After Super Tuesday Hillary tried to rescue her failing campaign by demagoguing race, gender, and “elistism.” Her husband enthusiastically assisted, and together the nearly succeeded. Everyone now says their flying wedges made Obama a better candidate. Maybe so; he might have to face similar demagogic nonsense in the general election.
But Hillary and Bill didn’t do it for Obama, the party or the country. They did it for themselves. The tactics that they used were straight from Nixon’s Southern Strategy. They gave aid and comfort to the enemy—racists, know-nothings, and Republicans. They undermined four decades of consistent Democratic policy. They resurrected all the old specters of division, plus a new one: a divide between the working class and the intelligentsia like the ones that laid post-revolutionary Russia and China low.
The Clintons were playing with fire. They are both smart enough to know better. The spark they set will continue to smolder through the general election and for years to come. If it bursts into flame, it could destroy our country. Their betrayal of Democratic principles and good judgment, not to mention self-restraint, indelibly tarnished the Clinton brand.
This brings me to the second myth: that Hillary’s candidacy was an unalloyed triumph for women everywhere. Of course a woman making a serious run for president—and being taken seriously—is a step forward for gender equality. But Hillary’s deeply flawed candidacy was not an unmixed blessing. Gail Collins rightly points to ridicule as a sword often used to deny women their rightful place in society. Yet toward the end of her campaign Hillary sharpened that sword by making herself ridiculous and contemptible.
We do not need a sophisticated, highly educated (dare I say “elite”?) 61-year old candidate posing in a working person’s bar with a shot and a beer, any more than we needed Michael Dukakis posing in a tank. We do not need a presidential candidate who promises to “obliterate” an enigmatic adversary or to ignore the teachings of economic science. And we certainly do not need a Democratic candidate who takes several pages from Nixon’s book in a last-ditch effort to save her failing candidacy.
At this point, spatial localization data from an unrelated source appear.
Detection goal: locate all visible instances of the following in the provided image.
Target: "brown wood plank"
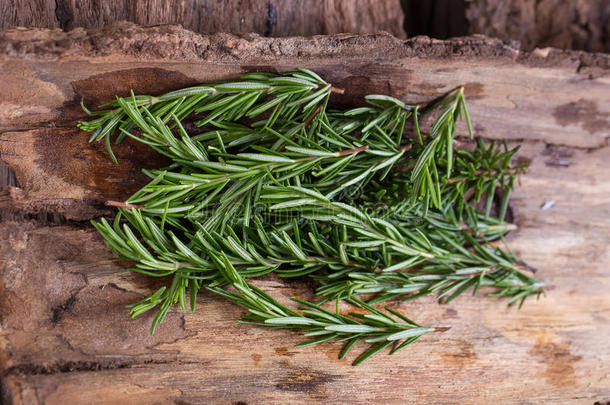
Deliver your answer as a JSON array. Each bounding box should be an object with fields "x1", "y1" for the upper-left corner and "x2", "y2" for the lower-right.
[{"x1": 0, "y1": 25, "x2": 609, "y2": 404}]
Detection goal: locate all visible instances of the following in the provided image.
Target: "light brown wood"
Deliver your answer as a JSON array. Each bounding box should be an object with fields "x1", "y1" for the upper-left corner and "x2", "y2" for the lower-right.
[{"x1": 0, "y1": 24, "x2": 609, "y2": 404}]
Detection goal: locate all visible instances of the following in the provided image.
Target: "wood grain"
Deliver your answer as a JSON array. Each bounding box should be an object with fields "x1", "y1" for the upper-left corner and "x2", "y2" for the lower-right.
[
  {"x1": 0, "y1": 25, "x2": 609, "y2": 404},
  {"x1": 467, "y1": 0, "x2": 610, "y2": 52},
  {"x1": 0, "y1": 0, "x2": 405, "y2": 39}
]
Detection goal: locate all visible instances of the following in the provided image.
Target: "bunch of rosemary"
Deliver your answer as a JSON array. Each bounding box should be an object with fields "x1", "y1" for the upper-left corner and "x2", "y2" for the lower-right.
[{"x1": 79, "y1": 69, "x2": 544, "y2": 365}]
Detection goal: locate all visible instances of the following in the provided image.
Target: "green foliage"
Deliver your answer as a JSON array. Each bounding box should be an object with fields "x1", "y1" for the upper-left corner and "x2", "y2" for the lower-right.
[{"x1": 79, "y1": 69, "x2": 544, "y2": 365}]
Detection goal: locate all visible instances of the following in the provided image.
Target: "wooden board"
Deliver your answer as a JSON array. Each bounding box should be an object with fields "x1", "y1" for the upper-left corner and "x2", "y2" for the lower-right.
[{"x1": 0, "y1": 24, "x2": 609, "y2": 404}]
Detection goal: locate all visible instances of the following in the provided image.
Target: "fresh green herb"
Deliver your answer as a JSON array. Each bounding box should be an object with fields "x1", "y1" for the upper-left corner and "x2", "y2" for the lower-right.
[{"x1": 79, "y1": 69, "x2": 544, "y2": 365}]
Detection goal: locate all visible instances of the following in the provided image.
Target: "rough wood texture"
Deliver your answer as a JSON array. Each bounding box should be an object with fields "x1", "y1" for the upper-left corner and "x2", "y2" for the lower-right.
[
  {"x1": 0, "y1": 0, "x2": 405, "y2": 39},
  {"x1": 0, "y1": 24, "x2": 609, "y2": 404},
  {"x1": 467, "y1": 0, "x2": 610, "y2": 52}
]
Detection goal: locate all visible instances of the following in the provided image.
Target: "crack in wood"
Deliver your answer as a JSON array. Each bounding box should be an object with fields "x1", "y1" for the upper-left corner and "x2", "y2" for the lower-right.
[
  {"x1": 3, "y1": 358, "x2": 193, "y2": 377},
  {"x1": 0, "y1": 152, "x2": 18, "y2": 190},
  {"x1": 4, "y1": 358, "x2": 206, "y2": 378},
  {"x1": 54, "y1": 0, "x2": 73, "y2": 31},
  {"x1": 0, "y1": 189, "x2": 97, "y2": 226},
  {"x1": 5, "y1": 361, "x2": 133, "y2": 376}
]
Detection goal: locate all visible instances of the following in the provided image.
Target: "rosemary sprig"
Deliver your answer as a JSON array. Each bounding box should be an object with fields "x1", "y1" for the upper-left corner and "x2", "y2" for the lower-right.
[
  {"x1": 78, "y1": 69, "x2": 340, "y2": 162},
  {"x1": 79, "y1": 70, "x2": 544, "y2": 364},
  {"x1": 208, "y1": 251, "x2": 434, "y2": 365}
]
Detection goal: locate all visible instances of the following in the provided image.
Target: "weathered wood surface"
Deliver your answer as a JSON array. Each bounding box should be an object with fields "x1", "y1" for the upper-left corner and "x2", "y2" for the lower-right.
[
  {"x1": 0, "y1": 0, "x2": 405, "y2": 39},
  {"x1": 0, "y1": 24, "x2": 609, "y2": 404},
  {"x1": 466, "y1": 0, "x2": 610, "y2": 52}
]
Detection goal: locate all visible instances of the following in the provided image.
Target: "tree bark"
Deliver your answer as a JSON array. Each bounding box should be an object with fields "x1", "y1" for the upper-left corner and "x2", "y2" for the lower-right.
[
  {"x1": 0, "y1": 0, "x2": 406, "y2": 38},
  {"x1": 466, "y1": 0, "x2": 610, "y2": 52}
]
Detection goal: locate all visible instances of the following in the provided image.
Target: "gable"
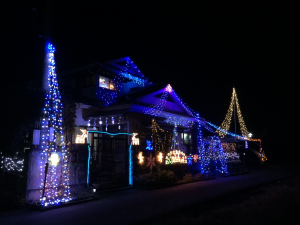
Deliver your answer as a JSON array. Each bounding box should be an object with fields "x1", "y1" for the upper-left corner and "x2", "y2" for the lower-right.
[
  {"x1": 153, "y1": 93, "x2": 175, "y2": 103},
  {"x1": 104, "y1": 57, "x2": 145, "y2": 78},
  {"x1": 136, "y1": 87, "x2": 191, "y2": 115}
]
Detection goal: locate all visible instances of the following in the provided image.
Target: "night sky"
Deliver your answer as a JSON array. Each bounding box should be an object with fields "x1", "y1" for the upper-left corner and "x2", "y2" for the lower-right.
[{"x1": 3, "y1": 1, "x2": 299, "y2": 162}]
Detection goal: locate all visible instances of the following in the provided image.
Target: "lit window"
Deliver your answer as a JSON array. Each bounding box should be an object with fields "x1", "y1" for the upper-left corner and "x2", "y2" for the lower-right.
[
  {"x1": 99, "y1": 76, "x2": 116, "y2": 90},
  {"x1": 99, "y1": 76, "x2": 110, "y2": 89},
  {"x1": 110, "y1": 80, "x2": 115, "y2": 90}
]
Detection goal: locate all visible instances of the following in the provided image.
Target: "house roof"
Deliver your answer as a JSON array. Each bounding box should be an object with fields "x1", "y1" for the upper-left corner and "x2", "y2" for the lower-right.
[
  {"x1": 80, "y1": 81, "x2": 195, "y2": 122},
  {"x1": 100, "y1": 57, "x2": 146, "y2": 79},
  {"x1": 60, "y1": 57, "x2": 150, "y2": 84},
  {"x1": 107, "y1": 82, "x2": 195, "y2": 118},
  {"x1": 110, "y1": 82, "x2": 167, "y2": 105},
  {"x1": 60, "y1": 57, "x2": 196, "y2": 122}
]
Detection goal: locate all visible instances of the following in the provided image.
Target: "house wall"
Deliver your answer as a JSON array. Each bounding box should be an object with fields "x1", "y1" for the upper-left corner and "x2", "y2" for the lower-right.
[
  {"x1": 26, "y1": 149, "x2": 42, "y2": 203},
  {"x1": 75, "y1": 103, "x2": 103, "y2": 126},
  {"x1": 69, "y1": 144, "x2": 89, "y2": 195},
  {"x1": 82, "y1": 86, "x2": 96, "y2": 99},
  {"x1": 26, "y1": 144, "x2": 89, "y2": 203}
]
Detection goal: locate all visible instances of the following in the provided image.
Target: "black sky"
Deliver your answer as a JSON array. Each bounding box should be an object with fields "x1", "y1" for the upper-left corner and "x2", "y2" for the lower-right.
[{"x1": 3, "y1": 1, "x2": 300, "y2": 162}]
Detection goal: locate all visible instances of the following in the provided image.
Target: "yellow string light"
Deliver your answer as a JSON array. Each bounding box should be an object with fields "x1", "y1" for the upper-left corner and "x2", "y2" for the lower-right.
[
  {"x1": 217, "y1": 88, "x2": 249, "y2": 137},
  {"x1": 151, "y1": 119, "x2": 170, "y2": 153},
  {"x1": 234, "y1": 89, "x2": 249, "y2": 136}
]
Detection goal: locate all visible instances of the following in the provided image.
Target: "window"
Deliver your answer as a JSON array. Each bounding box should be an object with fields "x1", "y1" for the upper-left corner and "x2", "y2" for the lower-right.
[
  {"x1": 99, "y1": 76, "x2": 115, "y2": 90},
  {"x1": 181, "y1": 133, "x2": 191, "y2": 145}
]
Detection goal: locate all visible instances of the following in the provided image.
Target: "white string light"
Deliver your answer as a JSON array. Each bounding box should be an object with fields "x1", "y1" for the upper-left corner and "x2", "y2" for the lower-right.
[
  {"x1": 39, "y1": 43, "x2": 71, "y2": 207},
  {"x1": 1, "y1": 155, "x2": 24, "y2": 172}
]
Any ridicule or contempt directed at Hillary for these reasons has nothing to do with her gender. It is based on her actions and is well deserved.
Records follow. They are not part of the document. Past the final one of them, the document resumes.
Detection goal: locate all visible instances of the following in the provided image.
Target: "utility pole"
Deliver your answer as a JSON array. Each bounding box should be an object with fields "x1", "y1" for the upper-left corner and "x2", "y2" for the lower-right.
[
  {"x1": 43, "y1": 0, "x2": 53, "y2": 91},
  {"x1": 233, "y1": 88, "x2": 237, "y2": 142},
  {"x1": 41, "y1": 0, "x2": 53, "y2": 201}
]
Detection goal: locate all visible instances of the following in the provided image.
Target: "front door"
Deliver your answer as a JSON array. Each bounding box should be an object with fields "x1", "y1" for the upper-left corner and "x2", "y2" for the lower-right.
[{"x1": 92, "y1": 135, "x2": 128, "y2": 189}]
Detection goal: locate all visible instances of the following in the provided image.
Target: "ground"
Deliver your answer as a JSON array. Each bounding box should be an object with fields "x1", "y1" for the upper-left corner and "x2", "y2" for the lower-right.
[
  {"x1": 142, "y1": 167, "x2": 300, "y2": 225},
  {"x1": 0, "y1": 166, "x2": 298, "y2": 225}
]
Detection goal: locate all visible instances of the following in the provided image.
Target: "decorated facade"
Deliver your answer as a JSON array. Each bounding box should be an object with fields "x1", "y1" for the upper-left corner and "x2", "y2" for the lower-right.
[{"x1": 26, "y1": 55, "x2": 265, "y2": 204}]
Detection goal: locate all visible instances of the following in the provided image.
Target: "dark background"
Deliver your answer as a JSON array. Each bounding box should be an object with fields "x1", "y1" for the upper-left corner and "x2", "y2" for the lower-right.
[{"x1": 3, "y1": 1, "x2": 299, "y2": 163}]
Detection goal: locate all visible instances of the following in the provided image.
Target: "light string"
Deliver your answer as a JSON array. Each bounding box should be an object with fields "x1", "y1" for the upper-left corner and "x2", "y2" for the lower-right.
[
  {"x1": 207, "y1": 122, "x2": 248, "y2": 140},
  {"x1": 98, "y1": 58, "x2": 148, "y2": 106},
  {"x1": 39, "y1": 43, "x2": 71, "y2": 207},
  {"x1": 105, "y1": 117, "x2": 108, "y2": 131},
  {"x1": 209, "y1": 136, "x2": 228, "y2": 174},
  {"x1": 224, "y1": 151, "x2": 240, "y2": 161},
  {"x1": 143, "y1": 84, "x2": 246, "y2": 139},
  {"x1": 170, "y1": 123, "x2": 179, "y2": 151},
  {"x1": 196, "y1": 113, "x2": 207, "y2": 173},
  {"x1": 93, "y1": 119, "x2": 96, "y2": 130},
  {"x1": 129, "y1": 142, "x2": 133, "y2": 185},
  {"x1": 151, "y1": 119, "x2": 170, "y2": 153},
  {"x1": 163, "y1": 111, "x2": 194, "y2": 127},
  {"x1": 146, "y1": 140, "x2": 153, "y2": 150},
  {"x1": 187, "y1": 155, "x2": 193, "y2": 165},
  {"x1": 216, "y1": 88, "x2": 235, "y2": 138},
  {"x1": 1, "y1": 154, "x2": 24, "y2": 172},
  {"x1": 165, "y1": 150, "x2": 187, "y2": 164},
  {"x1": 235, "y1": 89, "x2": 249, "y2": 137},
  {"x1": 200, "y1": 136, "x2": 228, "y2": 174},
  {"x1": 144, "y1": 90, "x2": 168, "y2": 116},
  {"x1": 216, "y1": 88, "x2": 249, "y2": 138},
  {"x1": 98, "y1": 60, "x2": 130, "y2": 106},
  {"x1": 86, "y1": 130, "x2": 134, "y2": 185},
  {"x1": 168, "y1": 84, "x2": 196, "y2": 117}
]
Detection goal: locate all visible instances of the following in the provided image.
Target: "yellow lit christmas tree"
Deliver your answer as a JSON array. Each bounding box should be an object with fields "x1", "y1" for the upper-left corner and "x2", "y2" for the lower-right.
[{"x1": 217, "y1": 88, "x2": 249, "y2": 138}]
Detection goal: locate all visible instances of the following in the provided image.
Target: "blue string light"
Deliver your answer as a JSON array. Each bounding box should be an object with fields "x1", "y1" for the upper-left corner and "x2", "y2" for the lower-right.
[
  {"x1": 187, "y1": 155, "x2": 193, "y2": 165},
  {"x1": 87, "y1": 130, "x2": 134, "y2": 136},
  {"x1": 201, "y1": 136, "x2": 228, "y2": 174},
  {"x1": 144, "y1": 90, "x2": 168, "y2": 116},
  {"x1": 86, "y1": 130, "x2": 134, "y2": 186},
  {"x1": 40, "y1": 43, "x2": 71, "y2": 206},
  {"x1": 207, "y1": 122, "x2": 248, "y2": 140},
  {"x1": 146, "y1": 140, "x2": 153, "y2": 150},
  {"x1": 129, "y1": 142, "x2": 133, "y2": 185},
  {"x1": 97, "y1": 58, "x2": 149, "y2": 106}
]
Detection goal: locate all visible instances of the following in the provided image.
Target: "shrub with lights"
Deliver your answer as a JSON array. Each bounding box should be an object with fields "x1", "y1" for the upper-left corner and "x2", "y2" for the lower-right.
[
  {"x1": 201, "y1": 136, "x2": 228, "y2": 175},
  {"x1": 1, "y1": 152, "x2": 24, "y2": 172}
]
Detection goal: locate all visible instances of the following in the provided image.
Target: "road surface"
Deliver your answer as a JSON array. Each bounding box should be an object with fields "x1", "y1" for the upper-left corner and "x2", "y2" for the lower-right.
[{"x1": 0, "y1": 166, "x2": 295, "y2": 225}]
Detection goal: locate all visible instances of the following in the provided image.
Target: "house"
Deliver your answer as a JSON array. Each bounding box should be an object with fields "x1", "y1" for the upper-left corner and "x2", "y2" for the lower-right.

More generally, this election is not about gender or about race. It is a contest to replace the most incompetent president in a century—perhaps ever—with someone who knows what he or she is doing.
In that regard Obama excels. He is not only intelligent and superbly trained, better than Hillary. (Hillary was not president of her law school’s premier legal journal; Obama was of his.) Obama is also thoughtful, deliberate, careful, circumspect, self-restrained, understated and diplomatic. He can predict and evaluate consequences and has done so repeatedly. He can bring disparate groups together for a common purpose. He is the antithesis of the division that John Edwards’ and Hillary’s campaigns personified.
In these respects Obama is better than John McCain and far better than Hillary. He is better than anyone we have seen for forty years. He may be as good as Lincoln.
To lose to such a once-in-a-century rival is no shame. To run a ridiculous and despicable campaign is.
The sooner Hillary’s partisans separate her helpful symbolism and her passion for the common good from her decidedly unhelpful candidacy and tactics, the sooner the “women’s movement” and the cause of equality in which we all believe will recover from her loss. And the sooner we can get on with the business of undoing the enormous damage of seven years of grossly incompetent leadership, from which even John McCain would provide welcome relief.